(Reuters) -Carl Icahn’s investment firm Icahn Enterprises won the dismissal of a lawsuit alleging it artificially inflated its stock price by issuing unsustainably high dividends to help the billionaire investor obtain large amounts of personal loans.
In a ruling Friday, U.S. District Judge K. Michael Moore in Miami said the shareholders in the proposed class action failed to show that the company made material misrepresentations or omissions and did so with the intent to defraud.
Attorneys for the shareholders did not immediately respond to requests for comment. A spokesperson for Icahn Enterprises did not immediately respond to a similar request. Moore gave shareholders until October 14 to file an amended complaint.
Shares of Icahn Enterprises have fallen by more than three-quarters since May 2023, when short-selling firm Hindenburg Research questioned its dividends and Icahn’s loans, accusing Icahn of overseeing a “Ponzi-like economic structure.”
Last month, without admitting wrongdoing, Icahn agreed to pay $2 million to settle a civil charge brought by the U.S. Securities and Exchange Commission for failing to disclose his significant borrowing against the stock.
Shareholders said the true health of Icahn Enterprises became apparent when its Auto Parts Plus business went bankrupt, the company cut its dividend and Icahn renegotiated its loans.
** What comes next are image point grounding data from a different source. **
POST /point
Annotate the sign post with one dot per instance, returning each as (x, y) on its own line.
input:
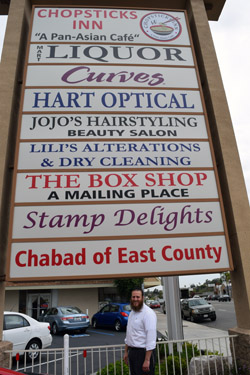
(173, 310)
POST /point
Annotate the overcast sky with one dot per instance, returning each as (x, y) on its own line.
(231, 35)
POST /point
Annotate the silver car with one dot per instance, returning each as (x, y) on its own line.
(66, 318)
(25, 333)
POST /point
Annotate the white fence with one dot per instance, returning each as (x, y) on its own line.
(209, 356)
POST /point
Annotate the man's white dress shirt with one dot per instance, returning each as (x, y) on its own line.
(141, 328)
Icahn owns about 85% of his company’s stock and personally lost many billions of dollars when the stock price fell.
In his 28-page decision, Moore cited the company’s disclosures that it could cut dividends and said the general disclosures about Carl Icahn’s loans were enough to alert investors to the risks.
He also said that Icahn Enterprises’ 2021 annual report disclosed Carl Icahn’s stock commitments and that there were no allegations that any defendant committed insider trading.
“This conduct suggests that the individual defendants, including Icahn, believed in the long-term value of IEP and is inconsistent with the theory that defendants engaged in a scheme to artificially inflate the stock price for personal gain,” Moore wrote.
The case is Kosowsky v. Icahn Enterprises LP et al, US District Court, Southern District of Florida, No. 23-21773.